I was proud when my dog Cutter made SchH 1 but I just found out today both his parents were Kkl 1.

"KOERKLASSE I
This is a Temperament Title that is used by European breeders to evaluate conformation and temperament of German Shepherds. The dogs are measured in both height and weight. Measurements are taken from tip of the tail to chest depth and must meet an International standard. The dogs have to be of good nature and be easily approachable. They must not be spooky or shy, and they cannot act viciously or aggressively toward the judges. The Koerklasse I is the highest temperament title a dog can achieve and is sought after by the finest breeders worldwide."
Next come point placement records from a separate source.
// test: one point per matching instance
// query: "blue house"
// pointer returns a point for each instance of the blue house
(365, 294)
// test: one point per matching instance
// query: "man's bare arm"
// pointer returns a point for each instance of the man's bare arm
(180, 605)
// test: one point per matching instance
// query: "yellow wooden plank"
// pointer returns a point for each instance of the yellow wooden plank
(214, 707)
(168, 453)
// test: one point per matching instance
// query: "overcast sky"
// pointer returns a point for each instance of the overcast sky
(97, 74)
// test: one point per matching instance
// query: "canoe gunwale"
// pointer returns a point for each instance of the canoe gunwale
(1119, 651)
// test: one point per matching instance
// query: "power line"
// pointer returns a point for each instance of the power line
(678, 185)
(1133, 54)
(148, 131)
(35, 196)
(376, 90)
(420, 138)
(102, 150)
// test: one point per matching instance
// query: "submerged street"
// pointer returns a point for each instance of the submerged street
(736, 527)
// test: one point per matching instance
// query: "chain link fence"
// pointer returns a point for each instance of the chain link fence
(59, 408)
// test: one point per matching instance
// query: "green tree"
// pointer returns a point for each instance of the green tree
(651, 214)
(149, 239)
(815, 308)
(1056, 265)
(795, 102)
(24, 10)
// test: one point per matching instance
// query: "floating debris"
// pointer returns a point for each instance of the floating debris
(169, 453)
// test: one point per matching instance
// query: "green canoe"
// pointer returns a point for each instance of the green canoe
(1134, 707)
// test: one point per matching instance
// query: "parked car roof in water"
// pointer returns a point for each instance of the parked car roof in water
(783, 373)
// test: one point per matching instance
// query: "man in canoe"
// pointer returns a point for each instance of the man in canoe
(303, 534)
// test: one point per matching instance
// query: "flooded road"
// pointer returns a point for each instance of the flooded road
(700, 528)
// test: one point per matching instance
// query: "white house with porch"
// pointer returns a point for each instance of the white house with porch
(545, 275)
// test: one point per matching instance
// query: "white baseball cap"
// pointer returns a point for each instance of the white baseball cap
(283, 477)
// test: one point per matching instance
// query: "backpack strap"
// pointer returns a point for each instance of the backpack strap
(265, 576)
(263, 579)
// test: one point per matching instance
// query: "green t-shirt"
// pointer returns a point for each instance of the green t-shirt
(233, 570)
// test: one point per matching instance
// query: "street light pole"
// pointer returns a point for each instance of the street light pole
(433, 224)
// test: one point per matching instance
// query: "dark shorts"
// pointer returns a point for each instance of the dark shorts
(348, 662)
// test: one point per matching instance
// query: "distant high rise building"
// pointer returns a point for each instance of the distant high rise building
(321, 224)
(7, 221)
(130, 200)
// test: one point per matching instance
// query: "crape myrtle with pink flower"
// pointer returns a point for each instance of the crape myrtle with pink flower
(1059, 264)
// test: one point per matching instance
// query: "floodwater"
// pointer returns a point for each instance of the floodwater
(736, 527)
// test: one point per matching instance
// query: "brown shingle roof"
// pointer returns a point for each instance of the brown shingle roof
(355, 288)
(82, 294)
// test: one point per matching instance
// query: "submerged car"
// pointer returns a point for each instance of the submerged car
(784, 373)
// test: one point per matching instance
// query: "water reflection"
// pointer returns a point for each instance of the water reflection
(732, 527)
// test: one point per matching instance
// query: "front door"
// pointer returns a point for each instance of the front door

Dad was Ursus von Batu SchH 3 & Kkl 1

http://www.pedigreedatabase.com/german_shepherd_dog/dog.html?id=395083-dux-de-cuatro-flores

Mom was Yisie von der LuisenstraBe SchH 1 & Kkl 1

http://www.pedigreedatabase.com/german_shepherd_dog/dog.html?id=90252-yosie-von-der-luisenstrae
.


----------



## Suka (Apr 9, 2004)

Cool - now let's see a picture of Cutter too. I love seeing the resemblance...


----------



## bill (Nov 8, 2013)

Gurus v batu is my dogs grandfather.

Sent from Petguide.com Free App


----------



## bill (Nov 8, 2013)

Don't know why the g came up 

Sent from Petguide.com Free App


----------



## SoCal Rebell (Jun 3, 2009)

Suka said:


> Cool - now let's see a picture of Cutter too. I love seeing the resemblance...


Caleb Vom Adelhertz aka "Cutter"






.


bill said:


> Gurus v batu is my dogs grandfather.
> 
> Sent from Petguide.com Free App


Cool must be a youngster, Cutter is 8.5 years old


----------



## SoCal Rebell (Jun 3, 2009)

Cutter's pedigree came from here:





.


----------



## bill (Nov 8, 2013)

9 months

Sent from Petguide.com Free App


----------



## Suka (Apr 9, 2004)

His mom and dad both have giant heads!


----------